The songs "Slow Fire" by Just Like Jane, and "Up on the Roof" by Gerry Goffin and Carole King, were featured in "Black and Blue". During the final scene, Bolander and Linda perform a movement of "Passacaglia", a classical music song composed by George Frideric Handel.

==Reception==

===Ratings===
While the season premiere episode, "Bop Gun", opened with an extremely high rating due to a guest appearance by Robin Williams, the ratings had declined since then and Tom Fontana said a future decision about whether Homicide would be renewed depended heavily on the ratings performance of "Black and Blue": "I hope the numbers level off now. This Thursday night is do-or-die. It will tell the tale." In its original American broadcast on January 20, 1994, the episode was watched by 10.83 million households, according to Nielsen Media Research, earning the episode an 11.5 rating. That constituted a drop from the previous week's episode, "See No Evil", which was seen by 12.53 million households. Although a drop from the previous episode, "Bop Gun", which drew 16.3 million household viewers and was the 31st highest-rated show of the week. "Black and Blue" was the 47th highest rated show the week it aired, tying with the CBS drama series Picket Fences and the ABC comedy series Thea.

===Reviews===

Rarely has a TV series spawned such superb memories. Clear and sharp, they flow together yet persist as separate gems. Among them: Detective Frank Pembleton (Andre Braugher) haranguing a perp into confession just to prove he could do it, in Homicide's season two tale of psychological terror, " Black and Blue".
— Kinney Littlefield,
The Orange County Register

"Black and Blue" received generally positive reviews, with critics particularly praising the performance of Andre Braugher. David P. Kalat, author of Homicide: Life on the Street – The Unofficial Companion, praised the script of "Black and Blue", writing: "Yoshimura has written some of the series' most memorable installments, but the scene of Pembleton extracting a 'confession' from an innocent man is one of his greatest achievements." Kalat also complimented the performance by Margulies, who he said "exhibits the same charm and charisma that made her a star on ER". Kinney Littlefield of the Orange County Register praised Braugher, particularly during the "excruciating" interrogation scene, and wrote, "Unbelievably, 'Black and Blue' didn't earn Braugher an Emmy nomination." Greg Paeth of Scripps Howard News Service called it an "exceptional cop drama" and complimented the dramatic tension between Pembleton and Gee. Chicago Sun-Times writer Lon Grahnke gave the episode four stars and said "Anyone who likes NYPD Blue should give Homicide a try."

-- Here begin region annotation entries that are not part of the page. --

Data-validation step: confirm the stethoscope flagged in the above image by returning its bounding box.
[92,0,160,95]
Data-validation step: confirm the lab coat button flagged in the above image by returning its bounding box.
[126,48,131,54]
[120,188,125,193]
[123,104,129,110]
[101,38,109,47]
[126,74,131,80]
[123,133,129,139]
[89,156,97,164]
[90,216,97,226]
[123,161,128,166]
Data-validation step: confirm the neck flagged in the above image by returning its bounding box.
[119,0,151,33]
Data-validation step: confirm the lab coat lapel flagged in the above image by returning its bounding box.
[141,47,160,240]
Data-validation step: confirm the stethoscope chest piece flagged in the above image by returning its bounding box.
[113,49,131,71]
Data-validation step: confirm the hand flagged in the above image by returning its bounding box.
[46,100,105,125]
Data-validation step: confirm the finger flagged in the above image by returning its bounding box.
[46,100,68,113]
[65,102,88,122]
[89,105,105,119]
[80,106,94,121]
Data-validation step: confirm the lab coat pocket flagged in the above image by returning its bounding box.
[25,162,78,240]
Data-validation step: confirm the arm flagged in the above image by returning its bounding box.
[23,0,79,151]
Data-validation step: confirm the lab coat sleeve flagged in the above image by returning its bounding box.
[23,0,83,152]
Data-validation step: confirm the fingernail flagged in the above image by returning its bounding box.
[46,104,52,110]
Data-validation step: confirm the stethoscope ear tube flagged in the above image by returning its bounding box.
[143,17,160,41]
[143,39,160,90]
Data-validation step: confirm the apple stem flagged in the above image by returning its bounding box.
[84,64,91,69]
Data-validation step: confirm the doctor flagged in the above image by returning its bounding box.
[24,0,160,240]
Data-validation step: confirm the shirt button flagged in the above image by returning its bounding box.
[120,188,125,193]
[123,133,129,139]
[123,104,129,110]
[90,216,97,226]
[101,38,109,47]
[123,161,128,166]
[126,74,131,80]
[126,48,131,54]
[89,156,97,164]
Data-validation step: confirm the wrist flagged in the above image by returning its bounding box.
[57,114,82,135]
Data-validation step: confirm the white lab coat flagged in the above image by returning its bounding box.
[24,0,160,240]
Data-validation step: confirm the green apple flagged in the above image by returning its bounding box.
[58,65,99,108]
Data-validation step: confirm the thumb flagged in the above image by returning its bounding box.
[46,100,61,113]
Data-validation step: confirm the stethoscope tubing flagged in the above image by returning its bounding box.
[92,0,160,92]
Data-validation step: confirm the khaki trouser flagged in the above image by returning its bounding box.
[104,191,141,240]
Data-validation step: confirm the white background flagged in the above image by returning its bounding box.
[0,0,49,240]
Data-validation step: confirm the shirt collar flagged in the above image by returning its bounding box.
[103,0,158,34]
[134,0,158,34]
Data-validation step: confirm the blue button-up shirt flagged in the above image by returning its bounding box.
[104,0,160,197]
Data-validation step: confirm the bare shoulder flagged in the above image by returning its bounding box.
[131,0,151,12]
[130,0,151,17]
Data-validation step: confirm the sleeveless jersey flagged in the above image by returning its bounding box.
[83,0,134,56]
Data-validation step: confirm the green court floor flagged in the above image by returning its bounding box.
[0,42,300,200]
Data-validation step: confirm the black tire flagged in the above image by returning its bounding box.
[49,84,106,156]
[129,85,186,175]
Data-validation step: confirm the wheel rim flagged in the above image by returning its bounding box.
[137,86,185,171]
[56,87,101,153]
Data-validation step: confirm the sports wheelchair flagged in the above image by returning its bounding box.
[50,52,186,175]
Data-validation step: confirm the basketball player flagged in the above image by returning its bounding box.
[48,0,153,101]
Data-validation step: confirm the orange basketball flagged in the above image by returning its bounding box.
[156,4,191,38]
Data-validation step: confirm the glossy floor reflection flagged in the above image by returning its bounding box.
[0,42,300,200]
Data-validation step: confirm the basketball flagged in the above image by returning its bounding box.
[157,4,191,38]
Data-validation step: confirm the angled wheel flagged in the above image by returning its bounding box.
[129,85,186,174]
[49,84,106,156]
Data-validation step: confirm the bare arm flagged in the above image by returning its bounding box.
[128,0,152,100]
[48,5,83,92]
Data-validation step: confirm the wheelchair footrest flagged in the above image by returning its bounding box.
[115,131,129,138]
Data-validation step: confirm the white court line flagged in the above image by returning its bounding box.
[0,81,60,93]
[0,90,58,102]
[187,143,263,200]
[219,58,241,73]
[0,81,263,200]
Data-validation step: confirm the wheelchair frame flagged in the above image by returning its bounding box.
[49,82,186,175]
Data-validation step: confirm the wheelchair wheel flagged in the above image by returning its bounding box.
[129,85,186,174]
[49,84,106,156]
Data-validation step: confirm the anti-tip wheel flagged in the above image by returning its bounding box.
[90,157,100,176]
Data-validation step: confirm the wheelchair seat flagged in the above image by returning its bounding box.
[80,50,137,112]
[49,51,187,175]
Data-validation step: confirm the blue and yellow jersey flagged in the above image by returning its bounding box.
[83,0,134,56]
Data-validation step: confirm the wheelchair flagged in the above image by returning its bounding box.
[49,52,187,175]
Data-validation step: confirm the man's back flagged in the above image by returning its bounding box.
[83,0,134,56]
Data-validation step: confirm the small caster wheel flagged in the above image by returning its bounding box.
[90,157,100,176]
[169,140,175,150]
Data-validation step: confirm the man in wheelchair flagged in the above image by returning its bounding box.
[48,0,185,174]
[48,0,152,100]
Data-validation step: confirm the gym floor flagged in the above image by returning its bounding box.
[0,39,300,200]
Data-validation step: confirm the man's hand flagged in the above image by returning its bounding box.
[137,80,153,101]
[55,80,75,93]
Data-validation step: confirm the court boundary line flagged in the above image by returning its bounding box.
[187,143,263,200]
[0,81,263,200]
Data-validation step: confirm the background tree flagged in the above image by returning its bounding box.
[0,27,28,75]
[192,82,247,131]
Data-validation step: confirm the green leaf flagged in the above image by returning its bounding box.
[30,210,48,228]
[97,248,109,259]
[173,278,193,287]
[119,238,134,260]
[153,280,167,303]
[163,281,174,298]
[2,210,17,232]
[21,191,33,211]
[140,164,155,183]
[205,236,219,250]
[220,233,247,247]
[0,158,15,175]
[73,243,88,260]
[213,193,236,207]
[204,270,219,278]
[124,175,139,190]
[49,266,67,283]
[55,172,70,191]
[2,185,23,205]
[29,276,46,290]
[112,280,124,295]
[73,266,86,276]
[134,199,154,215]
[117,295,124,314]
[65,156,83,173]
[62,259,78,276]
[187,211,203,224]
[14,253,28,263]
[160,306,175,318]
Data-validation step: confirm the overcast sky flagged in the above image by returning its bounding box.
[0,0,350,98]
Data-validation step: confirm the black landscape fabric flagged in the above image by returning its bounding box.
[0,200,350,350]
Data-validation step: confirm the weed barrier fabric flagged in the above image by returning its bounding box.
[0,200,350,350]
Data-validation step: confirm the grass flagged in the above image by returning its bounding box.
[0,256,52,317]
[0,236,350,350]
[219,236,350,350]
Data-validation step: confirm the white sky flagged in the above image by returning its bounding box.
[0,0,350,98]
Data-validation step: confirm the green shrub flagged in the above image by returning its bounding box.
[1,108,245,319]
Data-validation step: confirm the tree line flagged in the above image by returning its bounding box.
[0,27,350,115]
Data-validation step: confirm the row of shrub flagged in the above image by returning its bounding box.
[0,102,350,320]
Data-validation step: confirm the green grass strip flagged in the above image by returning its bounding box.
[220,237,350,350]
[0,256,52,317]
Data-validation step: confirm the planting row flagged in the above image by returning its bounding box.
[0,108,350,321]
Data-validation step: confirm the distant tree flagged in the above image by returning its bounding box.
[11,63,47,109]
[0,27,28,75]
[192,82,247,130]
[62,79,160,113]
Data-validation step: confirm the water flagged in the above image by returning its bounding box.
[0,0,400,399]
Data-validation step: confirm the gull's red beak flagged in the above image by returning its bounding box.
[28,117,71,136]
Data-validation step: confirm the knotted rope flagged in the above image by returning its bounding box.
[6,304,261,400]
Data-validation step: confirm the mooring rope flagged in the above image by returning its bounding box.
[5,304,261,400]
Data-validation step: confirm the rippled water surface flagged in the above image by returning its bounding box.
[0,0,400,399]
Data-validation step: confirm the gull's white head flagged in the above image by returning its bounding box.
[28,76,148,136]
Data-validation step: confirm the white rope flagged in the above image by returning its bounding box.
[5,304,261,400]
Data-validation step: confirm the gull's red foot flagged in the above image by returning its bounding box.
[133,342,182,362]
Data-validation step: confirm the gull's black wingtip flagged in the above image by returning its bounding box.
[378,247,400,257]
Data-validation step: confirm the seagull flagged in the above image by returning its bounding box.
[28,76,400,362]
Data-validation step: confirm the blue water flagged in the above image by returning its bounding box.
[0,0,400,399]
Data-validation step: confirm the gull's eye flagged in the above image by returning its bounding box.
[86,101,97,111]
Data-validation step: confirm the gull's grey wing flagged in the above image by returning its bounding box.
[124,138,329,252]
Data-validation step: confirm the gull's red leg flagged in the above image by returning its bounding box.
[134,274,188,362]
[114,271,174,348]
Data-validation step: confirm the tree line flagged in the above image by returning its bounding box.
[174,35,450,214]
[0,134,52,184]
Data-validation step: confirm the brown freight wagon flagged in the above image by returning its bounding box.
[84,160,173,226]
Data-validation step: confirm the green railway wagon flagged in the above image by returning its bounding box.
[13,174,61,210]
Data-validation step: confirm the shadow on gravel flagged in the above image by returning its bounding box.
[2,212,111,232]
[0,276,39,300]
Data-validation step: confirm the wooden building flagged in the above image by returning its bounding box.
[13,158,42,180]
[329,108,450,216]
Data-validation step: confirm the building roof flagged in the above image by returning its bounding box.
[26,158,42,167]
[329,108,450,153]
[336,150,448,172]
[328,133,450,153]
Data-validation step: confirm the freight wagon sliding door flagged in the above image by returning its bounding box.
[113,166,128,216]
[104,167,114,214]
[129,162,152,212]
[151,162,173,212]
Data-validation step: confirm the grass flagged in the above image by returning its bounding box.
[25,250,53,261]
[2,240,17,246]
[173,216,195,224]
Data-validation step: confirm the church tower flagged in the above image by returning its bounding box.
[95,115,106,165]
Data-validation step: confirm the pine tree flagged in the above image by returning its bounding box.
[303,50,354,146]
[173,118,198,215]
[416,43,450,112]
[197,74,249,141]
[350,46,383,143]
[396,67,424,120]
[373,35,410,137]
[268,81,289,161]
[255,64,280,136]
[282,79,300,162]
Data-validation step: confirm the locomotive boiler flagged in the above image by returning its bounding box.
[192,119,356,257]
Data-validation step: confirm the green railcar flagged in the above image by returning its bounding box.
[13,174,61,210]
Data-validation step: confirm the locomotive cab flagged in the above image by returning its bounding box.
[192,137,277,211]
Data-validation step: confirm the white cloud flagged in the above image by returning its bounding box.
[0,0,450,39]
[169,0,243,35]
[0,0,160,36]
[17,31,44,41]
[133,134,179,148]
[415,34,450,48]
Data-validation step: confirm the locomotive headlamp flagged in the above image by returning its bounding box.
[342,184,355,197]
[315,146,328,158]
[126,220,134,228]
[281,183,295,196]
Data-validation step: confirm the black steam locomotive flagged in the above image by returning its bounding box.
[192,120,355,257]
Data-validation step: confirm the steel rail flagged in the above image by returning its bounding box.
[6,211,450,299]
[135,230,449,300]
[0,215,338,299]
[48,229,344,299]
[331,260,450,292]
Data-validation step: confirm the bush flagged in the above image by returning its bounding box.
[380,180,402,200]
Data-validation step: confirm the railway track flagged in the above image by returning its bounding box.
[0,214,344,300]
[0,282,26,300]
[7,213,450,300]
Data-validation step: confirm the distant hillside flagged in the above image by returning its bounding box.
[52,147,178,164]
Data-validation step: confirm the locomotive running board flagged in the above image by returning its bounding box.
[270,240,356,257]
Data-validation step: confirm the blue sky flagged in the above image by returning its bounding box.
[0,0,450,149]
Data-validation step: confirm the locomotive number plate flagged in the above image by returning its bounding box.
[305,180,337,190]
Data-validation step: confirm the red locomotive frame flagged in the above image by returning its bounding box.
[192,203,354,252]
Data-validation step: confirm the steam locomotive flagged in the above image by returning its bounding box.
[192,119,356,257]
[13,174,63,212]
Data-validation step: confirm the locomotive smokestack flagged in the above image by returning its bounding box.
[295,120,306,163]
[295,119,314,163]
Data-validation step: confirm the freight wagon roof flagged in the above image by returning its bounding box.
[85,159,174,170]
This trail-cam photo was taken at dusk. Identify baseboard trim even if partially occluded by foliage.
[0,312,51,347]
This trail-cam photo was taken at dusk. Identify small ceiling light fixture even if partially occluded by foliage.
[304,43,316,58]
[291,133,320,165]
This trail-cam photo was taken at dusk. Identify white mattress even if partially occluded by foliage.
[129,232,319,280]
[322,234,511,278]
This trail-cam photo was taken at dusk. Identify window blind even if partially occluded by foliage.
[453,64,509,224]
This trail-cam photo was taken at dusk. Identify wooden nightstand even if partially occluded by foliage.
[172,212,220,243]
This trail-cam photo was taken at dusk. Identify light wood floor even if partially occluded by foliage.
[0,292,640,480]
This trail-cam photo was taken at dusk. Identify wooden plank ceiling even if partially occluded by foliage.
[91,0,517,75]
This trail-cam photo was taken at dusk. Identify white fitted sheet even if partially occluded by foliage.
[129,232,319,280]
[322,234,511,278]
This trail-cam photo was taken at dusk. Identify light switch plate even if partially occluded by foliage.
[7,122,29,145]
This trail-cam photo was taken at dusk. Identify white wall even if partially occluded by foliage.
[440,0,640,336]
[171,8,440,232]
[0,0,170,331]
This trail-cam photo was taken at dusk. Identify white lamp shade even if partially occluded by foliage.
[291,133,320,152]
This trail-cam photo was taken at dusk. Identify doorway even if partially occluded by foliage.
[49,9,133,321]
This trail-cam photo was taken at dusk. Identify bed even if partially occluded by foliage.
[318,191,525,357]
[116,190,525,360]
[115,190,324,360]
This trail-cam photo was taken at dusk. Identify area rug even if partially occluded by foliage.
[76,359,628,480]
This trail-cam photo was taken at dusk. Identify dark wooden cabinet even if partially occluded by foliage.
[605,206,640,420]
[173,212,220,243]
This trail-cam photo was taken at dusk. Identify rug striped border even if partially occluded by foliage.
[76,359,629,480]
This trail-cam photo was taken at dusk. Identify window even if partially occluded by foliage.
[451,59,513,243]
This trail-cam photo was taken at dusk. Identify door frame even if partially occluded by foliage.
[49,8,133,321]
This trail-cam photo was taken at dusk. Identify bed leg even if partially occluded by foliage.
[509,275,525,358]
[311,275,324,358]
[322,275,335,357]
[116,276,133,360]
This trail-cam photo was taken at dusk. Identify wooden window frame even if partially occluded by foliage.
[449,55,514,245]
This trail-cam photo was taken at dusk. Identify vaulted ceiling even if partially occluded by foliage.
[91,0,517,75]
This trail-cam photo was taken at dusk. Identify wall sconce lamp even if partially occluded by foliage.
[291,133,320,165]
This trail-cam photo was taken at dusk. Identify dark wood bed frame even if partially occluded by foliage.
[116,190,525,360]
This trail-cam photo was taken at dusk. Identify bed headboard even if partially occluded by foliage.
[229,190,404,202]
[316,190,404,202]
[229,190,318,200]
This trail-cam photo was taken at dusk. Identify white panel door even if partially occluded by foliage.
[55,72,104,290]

Tom Shales of The Washington Post strongly praised both "Black and Blue" and "See No Evil" in part because they showcased Braugher, who he called the finest actor in the ensemble cast. Shales said: "Braugher manages to be utterly compelling whether slamming doors and throwing chairs, reducing a murder suspect to quivering tears, having furious arguments with Lt. Giardello (rock-solid Yaphet Kotto) or simply lurking about." The Baltimore Sun writer David Bianculli called it a superb episode with a "lyrical, beautiful climax", praising Braugher's performance, particularly during the intense interrogation scene with Isaiah Washington. "Black and Blue"" was among a 1999 Court TV marathon of the top 15 Homicide episodes, as voted on by 20,000 visitors to the channel's website.

==Home media==
"Black and Blue" and the rest of the first and second-season episodes were included in the four-DVD box-set "Homicide: Life on the Street: The Complete Seasons 1 & 2", which was released by A&E Home Video on May 27, 2003, for $69.95.